If we are to believe the odious Guido the "Ultras" themselves are not rating our chances very highly, while a "government source" puts the likelihood of the UK having to adopt the WTO option at 50-50.
If that is the case, the Government ministers have no-one to blame but themselves. It would take very little skill and even less research to cut through the rhetoric and acknowledge that concluding a "good free trade deal" inside the 18 months being set aside for the talks - on top of all the other issues that have to be settled – is extremely unlikely.
All one can do is watch the Government define its own nemesis as it lurches forward into an impossible position from which there is no escape.
Sadly, though, it appears we are going to be none the wiser in just over a week when the Prime Minister sends her Article 50 notification to Brussels. We are told to expect (contrary to the advice of Ivan Rogers) only a short letter, possibly extending to two pages at most, doing nothing more than reiterating the Government's general objectives.
If that is the case, it will be a mistake, handing the initiative to the "colleagues", who will then have no constraints in crafting their response. And if, as expected, the they couch it as a series of demands, leading with the presentation of a substantial claim for financial compensation, then we can pretty much assume that we're in for a rough ride.
Mrs May has seriously dropped the ball on this, having failed to manage public expectations in a battle she cannot win. Come what may, the UK is going to have to pay a substantial sum to the EU, and make ongoing financial commitments, if it is to stay in the game. Yet, she has allowed the assumption that she will be standing firm, setting herself up for a fall.
Some theorise that, in the expectation of failure, Mrs May is looking more to the process of blame deflection than she is a successful outcome to the negotiations, in which case an unwavering stance from the "colleagues" will play into her hands, allowing the "unreasonable" EU to be cast a the villain.
Juncker is already halfway there, according to (Bild am Sonntag via Reuters), having said that Juncker said Britain would need to get used to being treated as a non-member. "Half memberships and cherry-picking aren't possible", he says: "In Europe you eat what's on the table or you don't sit at the table".
That latter phrase is being taken as an indication that the EU will be immovable on the financial issue, in which case we are already heading for the WTO option and economic catastrophe.
Would-be chief negotiator Michael Barnier certainly seems to be preparing for the worst, instructing the EU-27 that they have to start preparing now for future customs controls.
To extent to which Mrs May's "Team Brexit" is prepared for this is going to be the acid test. The precursor to many a free trade deal – as in 1997 with the EU and the Republic of Korea – is a customs agreement. It thus stands to reason that this issue will be high up on the work programme. How it is presented and the progress made may give us a strong clue as to how the technical negotiations will proceed.
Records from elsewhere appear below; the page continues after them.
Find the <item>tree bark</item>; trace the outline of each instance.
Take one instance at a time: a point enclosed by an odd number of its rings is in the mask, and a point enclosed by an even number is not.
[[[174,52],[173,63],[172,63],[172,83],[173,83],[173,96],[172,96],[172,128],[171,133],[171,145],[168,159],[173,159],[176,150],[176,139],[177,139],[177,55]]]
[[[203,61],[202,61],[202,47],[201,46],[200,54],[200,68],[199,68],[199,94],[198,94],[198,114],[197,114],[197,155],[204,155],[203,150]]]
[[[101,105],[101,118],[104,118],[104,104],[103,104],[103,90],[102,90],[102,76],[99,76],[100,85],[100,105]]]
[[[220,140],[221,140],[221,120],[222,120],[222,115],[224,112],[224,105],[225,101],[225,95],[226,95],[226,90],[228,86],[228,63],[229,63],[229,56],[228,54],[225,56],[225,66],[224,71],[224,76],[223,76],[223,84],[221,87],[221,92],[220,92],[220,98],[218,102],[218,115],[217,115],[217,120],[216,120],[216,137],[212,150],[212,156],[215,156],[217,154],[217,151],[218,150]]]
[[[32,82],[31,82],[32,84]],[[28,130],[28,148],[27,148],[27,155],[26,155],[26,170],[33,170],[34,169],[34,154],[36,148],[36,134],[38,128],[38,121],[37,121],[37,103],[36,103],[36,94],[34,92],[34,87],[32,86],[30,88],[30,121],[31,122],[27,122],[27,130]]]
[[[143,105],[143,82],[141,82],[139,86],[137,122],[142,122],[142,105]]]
As it stands, though, on 29 March 2019, we look to be leaving the EU – in good time for the Euro-elections, thus making sure that the current crop of UK MEPs is the last. In one fell swoop, Ukip loses most of its power base.
Such things, though, are mere trivia compared to the momentous events afoot. The phoney war is nearly over and we are about to enter a new phase. No one knows exactly how this is going to pan out, as we are navigating uncharted waters. But, at least, we will shortly be able to count down to our unknown destination.